If you’re making fast art properly, then whatever you’re making won’t take more than a couple of hours anyway. If it takes longer, then this either means that you’re more suited to spending longer working on things (and, if it works for you, then go for it…) or it just means that you need to practice more. Regardless, you’ll still have a work of art to show for it at the end.
3) Simplicity: This is one of the best things that you can learn from making fast art – it’s also why I referred to fast art as a “way of thinking” earlier in this article too. When you make fast art, you have to simplify things. You have to focus on the most important details of what you’re drawing and only give a vague impression of everything else.
This skill is especially important to learn if you’re drawing comics or cartoons. In fact, it’s probably the most important thing to learn.
If you don’t believe me, then take a look at a few daily webcomics which have been going for a few years. The drawings still give you a very good idea of what the characters look like and what the world they live in looks like, but the art is usually a lot simpler than the art in, say, a professionally-produced graphic novel (which might have taken a year or more to make). In fact, webcomics can be the perfect example of “fast art” at its best.
But, even if you’re learning how to make “realistic” art, then learning what to leave in your painting or drawing and what to leave out of it is still an extremely valuable skill
4) Size: Fast art is usually going to be smaller than other types of art. This is for the simple reason that it’s easier to fill an A5-sized page quickly than it is to fill an A3-sized page.
Now, whilst you can still put a lot of time and detail into a smaller work of art if you want to, it’s a lot easier to make smaller works of art quickly. After you’ve been practising for a while, you’ll also eventually feel more confident about moving onto slightly larger drawing sizes too.
When I got back into art in 2012, I started out by making drawings which were about the size of a tarot card. I could fit about four of them on a page of my A4 sketchbook. This worked well for a few months until I eventually started to feel that it was “too small” and moved up to A5-size drawings (this also allowed me to draw in landscape, since all of my previous drawings had been in portrait).

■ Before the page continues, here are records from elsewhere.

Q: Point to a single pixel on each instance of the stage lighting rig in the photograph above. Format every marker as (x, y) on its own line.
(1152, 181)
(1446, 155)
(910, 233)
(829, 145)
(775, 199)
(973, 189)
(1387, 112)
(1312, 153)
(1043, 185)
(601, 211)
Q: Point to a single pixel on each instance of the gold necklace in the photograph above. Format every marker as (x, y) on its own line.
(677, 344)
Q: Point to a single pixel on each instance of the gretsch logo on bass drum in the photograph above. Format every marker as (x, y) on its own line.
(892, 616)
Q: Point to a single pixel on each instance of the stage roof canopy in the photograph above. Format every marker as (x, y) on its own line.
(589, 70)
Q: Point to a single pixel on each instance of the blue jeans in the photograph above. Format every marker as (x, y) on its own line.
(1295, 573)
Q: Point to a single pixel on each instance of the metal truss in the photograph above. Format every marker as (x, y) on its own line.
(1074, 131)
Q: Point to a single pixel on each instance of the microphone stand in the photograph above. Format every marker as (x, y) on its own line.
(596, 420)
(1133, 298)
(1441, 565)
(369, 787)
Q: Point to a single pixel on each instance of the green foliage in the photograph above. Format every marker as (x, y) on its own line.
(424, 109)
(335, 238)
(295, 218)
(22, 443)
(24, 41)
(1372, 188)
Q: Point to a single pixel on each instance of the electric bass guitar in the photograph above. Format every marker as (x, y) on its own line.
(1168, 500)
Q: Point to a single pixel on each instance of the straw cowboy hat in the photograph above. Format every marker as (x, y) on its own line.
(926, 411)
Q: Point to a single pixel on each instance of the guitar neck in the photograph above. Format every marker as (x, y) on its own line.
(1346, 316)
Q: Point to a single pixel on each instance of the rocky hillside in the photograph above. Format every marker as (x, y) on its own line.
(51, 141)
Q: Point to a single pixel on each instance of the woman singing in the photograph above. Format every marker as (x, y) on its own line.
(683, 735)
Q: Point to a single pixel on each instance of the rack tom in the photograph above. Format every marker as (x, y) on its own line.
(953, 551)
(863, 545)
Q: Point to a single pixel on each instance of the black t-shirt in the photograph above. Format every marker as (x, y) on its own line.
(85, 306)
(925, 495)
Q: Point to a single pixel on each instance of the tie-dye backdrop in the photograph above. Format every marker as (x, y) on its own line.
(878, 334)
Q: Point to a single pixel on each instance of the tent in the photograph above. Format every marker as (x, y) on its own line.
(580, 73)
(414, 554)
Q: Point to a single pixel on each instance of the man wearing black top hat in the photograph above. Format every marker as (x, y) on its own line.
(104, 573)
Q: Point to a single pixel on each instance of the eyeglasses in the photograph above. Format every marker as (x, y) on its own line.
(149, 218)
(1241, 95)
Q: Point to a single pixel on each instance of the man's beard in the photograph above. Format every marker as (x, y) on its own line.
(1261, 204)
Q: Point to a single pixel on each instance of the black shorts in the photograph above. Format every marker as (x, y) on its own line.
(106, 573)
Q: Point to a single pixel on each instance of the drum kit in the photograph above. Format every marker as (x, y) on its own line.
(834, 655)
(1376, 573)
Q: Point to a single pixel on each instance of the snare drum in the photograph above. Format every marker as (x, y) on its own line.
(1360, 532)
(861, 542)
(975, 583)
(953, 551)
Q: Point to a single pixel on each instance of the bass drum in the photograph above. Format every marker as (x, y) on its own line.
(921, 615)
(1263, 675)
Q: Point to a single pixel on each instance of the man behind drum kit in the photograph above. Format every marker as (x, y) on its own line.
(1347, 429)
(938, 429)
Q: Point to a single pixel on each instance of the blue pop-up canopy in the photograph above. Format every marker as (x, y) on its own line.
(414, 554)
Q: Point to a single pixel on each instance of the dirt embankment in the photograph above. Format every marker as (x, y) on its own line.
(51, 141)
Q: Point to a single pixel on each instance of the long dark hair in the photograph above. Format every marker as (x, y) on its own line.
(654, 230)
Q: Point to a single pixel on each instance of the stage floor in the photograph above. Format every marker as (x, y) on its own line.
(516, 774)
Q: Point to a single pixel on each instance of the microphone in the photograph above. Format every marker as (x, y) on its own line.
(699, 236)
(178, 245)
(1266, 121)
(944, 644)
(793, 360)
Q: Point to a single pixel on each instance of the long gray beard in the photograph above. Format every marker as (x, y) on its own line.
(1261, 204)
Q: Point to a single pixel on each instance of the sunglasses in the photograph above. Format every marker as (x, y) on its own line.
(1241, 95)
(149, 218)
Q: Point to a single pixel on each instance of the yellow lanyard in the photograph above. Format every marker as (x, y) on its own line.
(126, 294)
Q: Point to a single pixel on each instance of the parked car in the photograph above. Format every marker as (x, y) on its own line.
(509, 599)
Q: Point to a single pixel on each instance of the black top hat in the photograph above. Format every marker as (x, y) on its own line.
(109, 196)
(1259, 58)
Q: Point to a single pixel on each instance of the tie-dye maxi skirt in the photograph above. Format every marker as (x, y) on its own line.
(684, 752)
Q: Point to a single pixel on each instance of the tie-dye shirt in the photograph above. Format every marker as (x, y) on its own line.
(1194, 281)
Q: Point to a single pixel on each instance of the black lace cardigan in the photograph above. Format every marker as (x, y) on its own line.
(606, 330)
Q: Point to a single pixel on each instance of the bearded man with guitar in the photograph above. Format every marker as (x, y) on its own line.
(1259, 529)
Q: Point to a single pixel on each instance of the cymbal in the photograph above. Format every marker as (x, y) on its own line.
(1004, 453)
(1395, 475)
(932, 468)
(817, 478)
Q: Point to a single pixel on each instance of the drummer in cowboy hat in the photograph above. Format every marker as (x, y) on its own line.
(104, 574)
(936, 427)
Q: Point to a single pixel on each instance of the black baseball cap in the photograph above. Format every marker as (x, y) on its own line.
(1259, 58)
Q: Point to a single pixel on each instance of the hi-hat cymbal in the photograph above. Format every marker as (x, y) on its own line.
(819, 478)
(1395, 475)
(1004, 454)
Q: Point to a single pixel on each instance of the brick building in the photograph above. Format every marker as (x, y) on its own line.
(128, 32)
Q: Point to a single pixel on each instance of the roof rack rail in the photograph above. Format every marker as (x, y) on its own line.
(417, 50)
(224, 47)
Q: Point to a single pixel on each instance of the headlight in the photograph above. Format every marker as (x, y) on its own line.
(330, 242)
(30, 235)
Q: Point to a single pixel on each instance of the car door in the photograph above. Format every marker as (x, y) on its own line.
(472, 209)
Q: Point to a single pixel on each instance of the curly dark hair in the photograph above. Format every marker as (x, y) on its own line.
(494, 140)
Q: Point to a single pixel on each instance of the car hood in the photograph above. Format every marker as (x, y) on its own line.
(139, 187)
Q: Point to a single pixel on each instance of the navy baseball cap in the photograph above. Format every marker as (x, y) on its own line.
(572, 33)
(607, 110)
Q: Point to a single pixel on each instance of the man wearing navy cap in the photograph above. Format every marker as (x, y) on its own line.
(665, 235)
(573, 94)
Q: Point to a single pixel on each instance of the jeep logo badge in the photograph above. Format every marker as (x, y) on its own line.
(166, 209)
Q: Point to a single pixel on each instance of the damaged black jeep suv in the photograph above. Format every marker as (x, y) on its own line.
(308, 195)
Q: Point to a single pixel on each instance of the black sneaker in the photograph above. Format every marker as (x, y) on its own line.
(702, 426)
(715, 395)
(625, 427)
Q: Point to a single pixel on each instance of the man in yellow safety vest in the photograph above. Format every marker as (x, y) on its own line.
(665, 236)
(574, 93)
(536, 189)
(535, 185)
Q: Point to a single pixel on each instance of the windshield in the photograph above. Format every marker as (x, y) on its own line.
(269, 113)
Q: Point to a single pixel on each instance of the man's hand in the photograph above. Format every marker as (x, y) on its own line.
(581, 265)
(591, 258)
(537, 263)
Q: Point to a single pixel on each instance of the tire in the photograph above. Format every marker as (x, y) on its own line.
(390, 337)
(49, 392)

However, if I’d started out with A5-size drawings, then I’d have probably felt like it was too difficult to produce one every day and I’d have probably have given up making art regularly out of sheer frustration. So, start small.
However, one problem to be aware of with small art is that it will have a lower resolution if it is scanned or photographed. This might cause problems if you want to use your art for other things or print larger copies of it (since they will be kind of blurry).
It’s also the reason why I only ever make A4-sized comic pages these days, even though I prefer using A5-sized paper for comics. If you make A5-sized comics, then they tend to look extremely blurry and the text can be difficult to read when you put them on the computer. Here are a couple of examples:
5) Doodle: Even when I wasn’t making “art” on a regular basis, I was still doodling on at least a semi-regular basis. Most of my lecture notes from university were covered with doodles and even my academic planner from my second year in college is practically a work of art in and of it’s own right. As long as you aren’t writing graffiti on something that you don’t own, doodling is a very good thing to do.
In fact, fast art can probably be seen as an elevated form of doodling. After all, it’s something that is done spontaneously, it’s relatively simple and, with enough practice, it can look amazing. In fact, I probably learnt a fair amount of what I know about drawing 3D scenery and 3D objects from doodling a lot.
Best of all, most pieces of fast art can be quickly redrawn as a doodle if you want to:
So, if you want to make fast art, start doodling.